Monday, July 07, 2008

Problems Writing a Scalable Shared Data Structure in Erlang

[This is adapted from a post I sent to erlang-questions.]

A while back I posted a question asking how to write a scalable shared data structure in Erlang; it can be anything really but I decided to go with a binary search tree (bst) since it's a simple data structure that should scale well with load (as long as it's balanced). I talked about that attempt in my previous post.

Anyway, I finished writing the code, which I'm assuming (read: hoping) is correct. :) What I found though is that it's not scaling at all. By that I mean that as the number of threads/processes accessing the bst increases, throughput doesn't improve by as much.

I've implemented the nodes as processes, and all operations on the tree are relayed to the node that needs to do something about it. The code for this implementation can be found here:-

I did my tests on a Sun Fire V880 with 8 900-MHz UltraSPARC-III processors and 16 GBs of main memory; running Solaris 10 and Erlang (BEAM) 5.6.3.
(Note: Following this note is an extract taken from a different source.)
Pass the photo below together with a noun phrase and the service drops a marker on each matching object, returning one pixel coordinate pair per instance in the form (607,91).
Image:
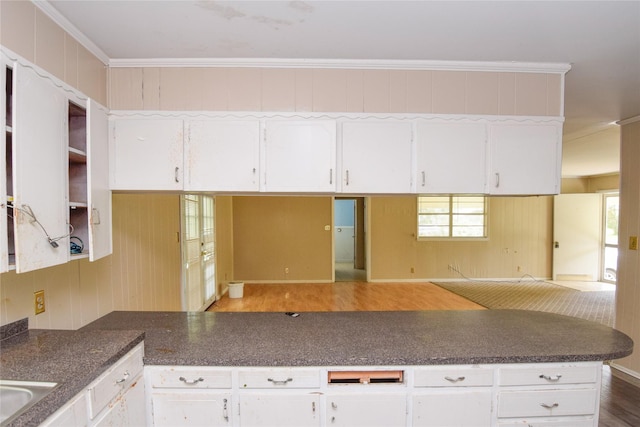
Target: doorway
(349,239)
(198,254)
My tests consisted of randomly creating and populating a tree that has a key range of 0-1000; and then performing at random (uniform distribution) either an insert(), delete() or a contains() done 100,000 times. I would vary the number of threads from 1 to 8, and the load (100,000 operations) would be divided by the number of processors available. I also performed the tests where the only operation performed is a contains() operation (designated by 1:0:0), or 8 contains() operations, 1 insert() and 1 delete() (8:1:1), or an equal mix of all three (1:1:1).

In a perfect world, 2 threads would do the job in half the time 1 thread would, but of course nothing is perfect. So as a baseline I performed another test whereby each thread would just call a function (repeated for a number of times) that does nothing but return true, to see how well that scales (in the graph: Best Scalability). This used the same functions to distribute the load, except that randOperation() would only return true rather than do anything useful.

Anyway, you can find the graph (where the results are normalized to the wall time for one processor) at:- (the lower the lines goes, better the scalability)

and the raw data (showing the wall time in ms) at:-

As you can see, my data structure isn't scaling well at all regardless of the kind of workload it has. I would expect it to scale well since the tree should be kind of balanced. In C I would know how to write an implementation where at least contains() scales well; writing something where tree modification scales is a bit more difficult but should be doable. However, I am new to Erlang and I can't really reason about all the issues well enough to pull off a similar implementation.

In a nutshell my question is; what am I doing wrong? Is there a better way to have a place that stores shared data in a scalable manner?